Fans of comic books, 00s horror and Guillermo del Toro will recall the latter’s crack at launching a mass-market franchise with Hellboy in 2004, a peppy blend of pulp genre thrills, wisecracks and old-school effects with a very del Torovian occult-vibe. The casting in the title role of Ron Perlman as the half-demon/half-human shorn-horned, red-skinned, wisecracking, cigar-smoking good guy, along with Selma Blair as his pale but decidedly interesting sidekick/love interest Liz, is what made the first film, and to a lesser degree its successor Hellboy II: The Golden Army, sing. But the unholy mess of a reboot from 2019, this time with a not-unlikeable David Harbour in the massive Right Hand of Doom glove, barely made coin, which makes this even lower-budgeted successor somewhat inexplicable. Just as Hellboy can smell evil in the forest air where others catch only the scent of pine, there’s a whiff of creative accounting about this effort.

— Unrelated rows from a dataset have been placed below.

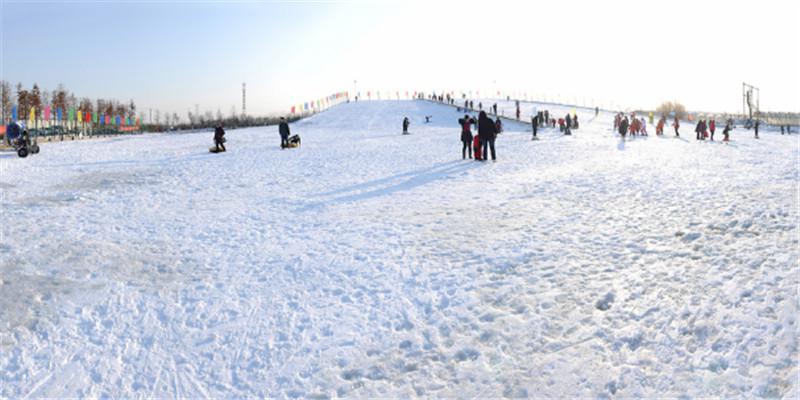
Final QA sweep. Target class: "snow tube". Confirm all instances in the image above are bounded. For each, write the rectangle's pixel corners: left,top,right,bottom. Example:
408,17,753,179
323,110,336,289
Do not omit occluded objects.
473,136,482,161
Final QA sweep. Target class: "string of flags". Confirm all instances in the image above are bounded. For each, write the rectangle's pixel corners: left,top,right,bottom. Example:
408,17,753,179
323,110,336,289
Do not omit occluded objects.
290,91,349,115
9,104,140,128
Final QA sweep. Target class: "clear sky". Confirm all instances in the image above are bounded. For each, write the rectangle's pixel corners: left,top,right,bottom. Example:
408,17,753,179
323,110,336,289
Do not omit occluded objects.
1,0,797,117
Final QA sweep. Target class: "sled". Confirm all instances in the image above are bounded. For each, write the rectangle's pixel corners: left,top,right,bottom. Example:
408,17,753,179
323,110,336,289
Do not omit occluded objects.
473,135,482,161
209,146,226,153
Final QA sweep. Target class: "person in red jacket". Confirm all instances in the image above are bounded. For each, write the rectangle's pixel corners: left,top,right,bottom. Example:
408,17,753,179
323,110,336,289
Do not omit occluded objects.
656,116,665,135
458,114,475,159
709,119,716,140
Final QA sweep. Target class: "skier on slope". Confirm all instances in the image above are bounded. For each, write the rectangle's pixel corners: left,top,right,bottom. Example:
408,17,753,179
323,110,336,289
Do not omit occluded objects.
458,114,476,159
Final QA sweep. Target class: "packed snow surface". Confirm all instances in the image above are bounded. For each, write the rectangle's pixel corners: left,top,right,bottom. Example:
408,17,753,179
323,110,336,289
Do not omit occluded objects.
1,100,798,398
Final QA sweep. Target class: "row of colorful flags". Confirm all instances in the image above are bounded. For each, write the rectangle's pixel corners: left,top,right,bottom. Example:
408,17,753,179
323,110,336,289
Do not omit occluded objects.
290,91,349,115
10,105,140,127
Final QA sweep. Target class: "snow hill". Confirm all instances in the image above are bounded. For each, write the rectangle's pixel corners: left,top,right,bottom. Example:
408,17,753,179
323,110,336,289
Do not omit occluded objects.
1,100,797,398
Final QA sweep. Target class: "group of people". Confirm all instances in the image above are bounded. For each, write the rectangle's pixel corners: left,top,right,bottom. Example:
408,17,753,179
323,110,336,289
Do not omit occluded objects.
211,116,294,152
614,112,735,142
458,111,498,161
694,118,734,141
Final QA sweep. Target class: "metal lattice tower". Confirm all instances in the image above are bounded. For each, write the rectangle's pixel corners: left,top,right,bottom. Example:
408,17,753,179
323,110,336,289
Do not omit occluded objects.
742,82,760,121
242,83,247,117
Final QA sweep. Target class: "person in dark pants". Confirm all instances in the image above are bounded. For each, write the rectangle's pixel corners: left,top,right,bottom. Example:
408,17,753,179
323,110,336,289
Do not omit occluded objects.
279,117,291,148
493,103,497,115
673,117,680,137
619,116,629,138
564,114,572,135
458,114,475,159
402,117,410,134
478,111,497,161
214,123,226,151
531,115,538,139
695,119,703,140
723,121,731,141
754,120,759,138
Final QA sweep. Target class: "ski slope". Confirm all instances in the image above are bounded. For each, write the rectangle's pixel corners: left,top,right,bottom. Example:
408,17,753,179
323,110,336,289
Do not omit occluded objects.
1,100,798,398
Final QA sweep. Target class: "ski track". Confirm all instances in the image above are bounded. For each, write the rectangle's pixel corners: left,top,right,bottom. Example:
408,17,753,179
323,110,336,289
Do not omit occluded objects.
1,100,798,398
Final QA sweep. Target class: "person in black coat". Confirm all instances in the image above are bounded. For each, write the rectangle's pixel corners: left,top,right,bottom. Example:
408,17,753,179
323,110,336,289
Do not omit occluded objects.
458,114,475,159
279,117,291,148
402,117,410,134
564,114,572,135
619,117,629,137
754,119,760,138
214,123,226,151
477,111,497,161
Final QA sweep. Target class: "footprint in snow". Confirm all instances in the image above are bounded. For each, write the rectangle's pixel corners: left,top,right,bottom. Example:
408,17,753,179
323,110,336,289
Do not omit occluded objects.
595,292,615,311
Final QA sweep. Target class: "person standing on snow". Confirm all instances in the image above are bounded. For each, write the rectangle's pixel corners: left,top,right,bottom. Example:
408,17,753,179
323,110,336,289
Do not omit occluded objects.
279,117,291,148
531,112,539,139
402,117,410,134
723,121,731,141
619,116,629,138
478,111,497,161
458,114,475,159
213,123,226,152
656,116,665,135
754,119,760,139
709,119,716,140
565,114,572,135
495,117,503,134
695,119,704,140
493,103,498,115
673,116,680,137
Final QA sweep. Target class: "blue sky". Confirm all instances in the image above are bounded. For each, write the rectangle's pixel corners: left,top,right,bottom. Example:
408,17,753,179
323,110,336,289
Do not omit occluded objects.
2,0,797,117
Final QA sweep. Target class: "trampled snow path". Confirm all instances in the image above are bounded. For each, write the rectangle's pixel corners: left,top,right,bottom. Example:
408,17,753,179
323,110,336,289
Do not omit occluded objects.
1,100,798,398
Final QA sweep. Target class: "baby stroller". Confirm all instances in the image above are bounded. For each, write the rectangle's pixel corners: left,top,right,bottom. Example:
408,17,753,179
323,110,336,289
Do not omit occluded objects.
5,122,40,158
282,134,301,149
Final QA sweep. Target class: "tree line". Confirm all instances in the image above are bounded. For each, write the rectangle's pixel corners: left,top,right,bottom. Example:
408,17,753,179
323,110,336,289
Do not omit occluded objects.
1,80,137,125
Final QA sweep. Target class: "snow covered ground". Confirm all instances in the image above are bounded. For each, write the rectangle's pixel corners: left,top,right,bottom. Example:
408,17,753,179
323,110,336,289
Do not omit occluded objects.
1,100,797,398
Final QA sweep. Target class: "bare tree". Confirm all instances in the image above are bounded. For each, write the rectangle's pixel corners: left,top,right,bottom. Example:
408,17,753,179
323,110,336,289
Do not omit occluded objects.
0,80,10,123
30,84,42,118
127,99,136,119
656,101,687,119
53,83,68,113
16,83,30,120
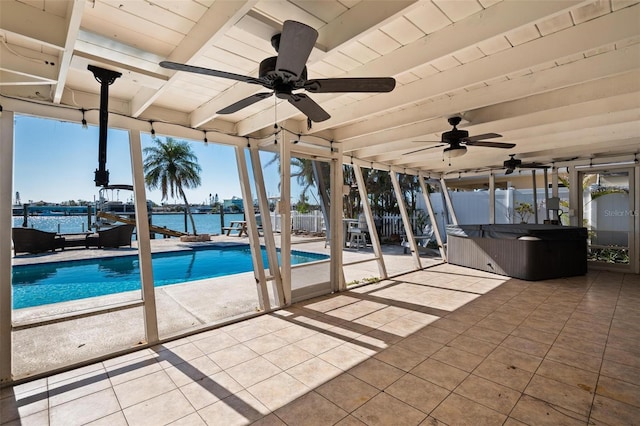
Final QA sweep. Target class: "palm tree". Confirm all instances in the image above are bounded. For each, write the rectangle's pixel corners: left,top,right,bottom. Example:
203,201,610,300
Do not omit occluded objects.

This time, the man under the metric ton of makeup is Jack Kesy, a pretty wan replacement for his predecessors who doesn’t even look convincing while smoking. Set in the 1950s, Hellboy is working for the Bureau of Paranormal Research and Defense alongside agent Bobbie Jo Song (Adeline Rudolph, the best thing in the film), an eager beaver in contrast to Hellboy the cynic. An escaped CGI spider (don’t ask) causes the two to rock up somewhere in the forests of Appalachia where the search for a phone gets them mixed up with hillbilly witches and gateways to hell. Local guy Tom Ferrell (Jefferson White), newly returned from war to find his parents are seemingly dead, enlists Hellboy and Bobbie Jo to help him save his old sweetheart Cora (Hannah Margetson), who has been bewitched by local enchantress Effie (Leah McNamara, who is at least having fun with the ham serving). And bopping around the place cackling is nemesis the Crooked Man (Martin Bassindale), who is a pretty boring foe apart from the dapper top hat.
Presumably the reduced budget partly explains the emphasis on cheaply rendered folk-horror elements; there’s lots of wire-work here that puts the women in flowing dresses as they levitate eerily, but the cinematography looks like it was shot on hellaciously cheap cameras. Then again, no amount of budget could make up for the sputtering mess of a script, or the dead-on-the-inside expressions of the cast – apart from Rudolph who is consistently watchable.